Search code examples
pythonemailunicodecharacter-encodingrfc2231

Email an attachment with non-ascii filename with python email


How can I send an email with a file attached where the file name contains unicode characters?

Up to now, the file will arrive but with the filename "noname".

This is the part that works perfectly well for ASCII filenames:

import smtplib
from email.mime.text import MIMEText
from email.MIMEBase import MIMEBase
from email.MIMEMultipart import MIMEMultipart
from email.mime.application import MIMEApplication
from email.Utils import formatdate
from email import Encoders
from email.Utils import encode_rfc2231

msg = MIMEMultipart()
msg['Subject'] = "New magazine delivery!"
msg['From'] = sender_email
msg['To'] = ', '.join(kindle_emails)
msg['Date'] = formatdate(localtime=True)
message = "see attachment"
msg.attach(MIMEText(message))
part = MIMEApplication(open(f, 'rb').read(), _subtype='application/x-mobipocket-ebook')

part.add_header('Content-Disposition', 'attachment', filename=os.path.basename(filename)
msg.attach(part)

First try

Adding a tuple of encoding, language and encoded string and not only the filename.

part.add_header('Content-Disposition', 'attachment', filename=('utf-8', 'fr', os.path.basename(f).encode('utf-8')))

Second try:

Setting the charset globally like this:

from email import Charset
Charset.add_charset('utf-8', Charset.QP, Charset.QP, 'utf-8')

Third try

Using utils.encode_rfc2231

from email.Utils import encode_rfc2231
utf8filename = encode_rfc2231(os.path.basename(f).encode('utf-8'), charset='utf-8')
part.add_header('Content-Disposition', 'attachment', filename=('utf-8', 'fr', utf8filename))

Fourth try

Using urllib.quote() to urlencode the filename.

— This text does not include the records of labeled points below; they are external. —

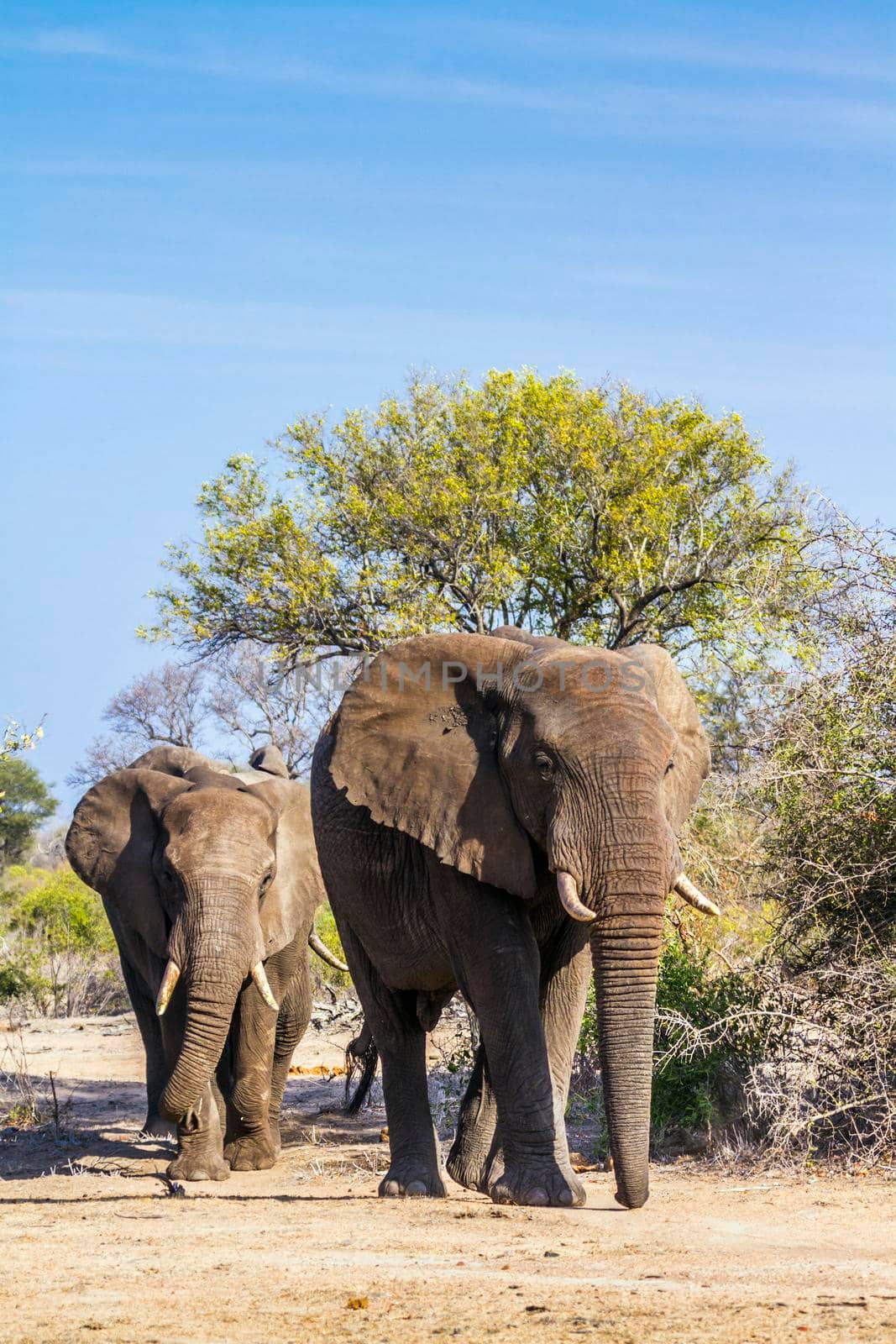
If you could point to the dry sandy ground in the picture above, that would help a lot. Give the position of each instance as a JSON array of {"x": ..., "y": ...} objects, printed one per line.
[{"x": 98, "y": 1250}]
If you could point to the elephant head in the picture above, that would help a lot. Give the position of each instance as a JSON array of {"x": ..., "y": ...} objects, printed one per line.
[
  {"x": 186, "y": 858},
  {"x": 515, "y": 759}
]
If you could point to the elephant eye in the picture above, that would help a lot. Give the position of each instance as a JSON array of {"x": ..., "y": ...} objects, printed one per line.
[{"x": 544, "y": 765}]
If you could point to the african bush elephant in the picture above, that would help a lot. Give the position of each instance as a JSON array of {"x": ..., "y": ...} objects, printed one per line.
[
  {"x": 490, "y": 811},
  {"x": 210, "y": 882}
]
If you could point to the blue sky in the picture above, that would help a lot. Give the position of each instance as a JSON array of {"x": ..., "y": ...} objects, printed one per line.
[{"x": 219, "y": 217}]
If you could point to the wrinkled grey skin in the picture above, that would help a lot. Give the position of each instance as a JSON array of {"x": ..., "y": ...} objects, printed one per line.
[
  {"x": 454, "y": 806},
  {"x": 217, "y": 871}
]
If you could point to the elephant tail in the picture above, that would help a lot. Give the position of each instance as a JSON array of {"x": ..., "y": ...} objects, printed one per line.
[{"x": 362, "y": 1054}]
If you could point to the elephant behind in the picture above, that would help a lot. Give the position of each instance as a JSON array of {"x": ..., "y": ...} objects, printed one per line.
[
  {"x": 210, "y": 882},
  {"x": 512, "y": 806}
]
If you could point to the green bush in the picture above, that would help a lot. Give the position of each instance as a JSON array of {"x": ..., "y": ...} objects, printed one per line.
[
  {"x": 328, "y": 933},
  {"x": 708, "y": 1032},
  {"x": 56, "y": 949},
  {"x": 65, "y": 916}
]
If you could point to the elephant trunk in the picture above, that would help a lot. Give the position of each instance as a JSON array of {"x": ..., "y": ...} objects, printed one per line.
[
  {"x": 626, "y": 954},
  {"x": 625, "y": 891},
  {"x": 215, "y": 942}
]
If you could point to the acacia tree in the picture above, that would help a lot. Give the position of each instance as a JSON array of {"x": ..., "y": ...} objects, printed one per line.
[
  {"x": 163, "y": 707},
  {"x": 26, "y": 806},
  {"x": 587, "y": 512},
  {"x": 228, "y": 705}
]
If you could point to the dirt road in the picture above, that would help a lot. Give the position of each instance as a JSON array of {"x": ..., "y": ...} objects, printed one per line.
[{"x": 94, "y": 1247}]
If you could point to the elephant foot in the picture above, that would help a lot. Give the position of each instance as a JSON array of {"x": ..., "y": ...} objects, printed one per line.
[
  {"x": 199, "y": 1166},
  {"x": 156, "y": 1126},
  {"x": 543, "y": 1184},
  {"x": 411, "y": 1180},
  {"x": 473, "y": 1168},
  {"x": 251, "y": 1152}
]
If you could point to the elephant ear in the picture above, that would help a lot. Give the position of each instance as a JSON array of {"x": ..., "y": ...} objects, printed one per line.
[
  {"x": 532, "y": 642},
  {"x": 674, "y": 702},
  {"x": 270, "y": 761},
  {"x": 416, "y": 743},
  {"x": 176, "y": 761},
  {"x": 110, "y": 846},
  {"x": 288, "y": 906}
]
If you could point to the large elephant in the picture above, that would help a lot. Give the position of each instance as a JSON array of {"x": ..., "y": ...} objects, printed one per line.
[
  {"x": 499, "y": 813},
  {"x": 210, "y": 882}
]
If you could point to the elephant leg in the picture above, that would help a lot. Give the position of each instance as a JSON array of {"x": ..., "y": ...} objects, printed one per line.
[
  {"x": 250, "y": 1142},
  {"x": 199, "y": 1133},
  {"x": 477, "y": 1144},
  {"x": 144, "y": 1005},
  {"x": 291, "y": 1025},
  {"x": 566, "y": 971},
  {"x": 416, "y": 1167},
  {"x": 504, "y": 992},
  {"x": 477, "y": 1158}
]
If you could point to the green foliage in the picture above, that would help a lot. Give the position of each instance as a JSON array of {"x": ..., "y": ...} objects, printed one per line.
[
  {"x": 708, "y": 1032},
  {"x": 56, "y": 949},
  {"x": 15, "y": 738},
  {"x": 65, "y": 916},
  {"x": 328, "y": 933},
  {"x": 705, "y": 1023},
  {"x": 587, "y": 512},
  {"x": 24, "y": 804},
  {"x": 829, "y": 781}
]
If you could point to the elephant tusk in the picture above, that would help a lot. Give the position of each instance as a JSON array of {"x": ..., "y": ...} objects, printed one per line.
[
  {"x": 167, "y": 988},
  {"x": 694, "y": 895},
  {"x": 324, "y": 953},
  {"x": 570, "y": 900},
  {"x": 264, "y": 988}
]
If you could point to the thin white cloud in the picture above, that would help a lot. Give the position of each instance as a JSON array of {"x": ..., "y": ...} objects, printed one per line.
[
  {"x": 840, "y": 60},
  {"x": 65, "y": 42},
  {"x": 610, "y": 107}
]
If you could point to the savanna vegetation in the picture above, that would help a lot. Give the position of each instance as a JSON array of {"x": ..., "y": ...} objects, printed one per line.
[{"x": 607, "y": 517}]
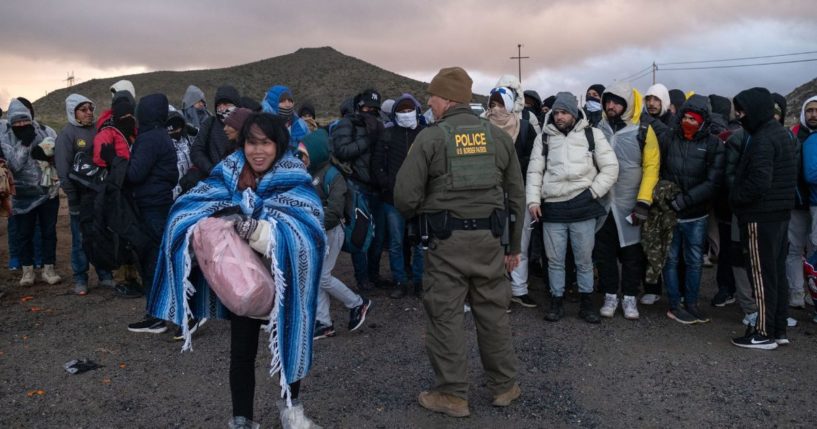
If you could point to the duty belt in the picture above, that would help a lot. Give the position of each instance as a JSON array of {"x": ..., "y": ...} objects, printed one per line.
[{"x": 469, "y": 224}]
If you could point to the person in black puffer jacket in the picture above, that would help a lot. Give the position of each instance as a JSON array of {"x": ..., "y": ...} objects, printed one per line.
[
  {"x": 692, "y": 158},
  {"x": 406, "y": 121},
  {"x": 762, "y": 199}
]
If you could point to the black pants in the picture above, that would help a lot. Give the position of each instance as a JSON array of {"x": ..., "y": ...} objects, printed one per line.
[
  {"x": 608, "y": 252},
  {"x": 243, "y": 350},
  {"x": 766, "y": 245},
  {"x": 725, "y": 276}
]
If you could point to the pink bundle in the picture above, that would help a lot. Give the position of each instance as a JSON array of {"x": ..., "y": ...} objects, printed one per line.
[{"x": 235, "y": 272}]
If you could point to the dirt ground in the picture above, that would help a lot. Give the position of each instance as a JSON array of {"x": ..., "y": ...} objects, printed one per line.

This has the same effect on the filename as the third method.

utf8filename = urllib.quote(os.path.basename(f).encode('utf-8'))
part.add_header('Content-Disposition', 'attachment', filename=('utf-8', 'fr', utf8filename))

Any ideas?

Am I missing something essential about RFC2231 filename character encoding?

I use Gmail's SMTP server and python 2.7.


Solution

  • Instead of telling the server that it's UTF-8 like this:

    filename=('utf-8', 'fr', os.path.basename(f).encode('utf-8'))
    

    ...it works when I just send UTF-8 without telling so:

    filename=os.path.basename(f).encode('utf-8')
    

    The file name will be properly displayed.

    This seems to contradict the documentation which states:

    If the value contains non-ASCII characters, it must be specified as a three tuple in the format (CHARSET, LANGUAGE, VALUE), where CHARSET is a string naming the charset to be used to encode the value, LANGUAGE can usually be set to None or the empty string (see RFC 2231 for other possibilities), and VALUE is the string value containing non-ASCII code points.

    This doesn't work, however the python 3 documentation adds: .

    If a three tuple is not passed and the value contains non-ASCII characters, it is automatically encoded in RFC 2231 format using a CHARSET of utf-8 and a LANGUAGE of None.

    Only this works, even for python 2.7, though it's not mentioned in the docs.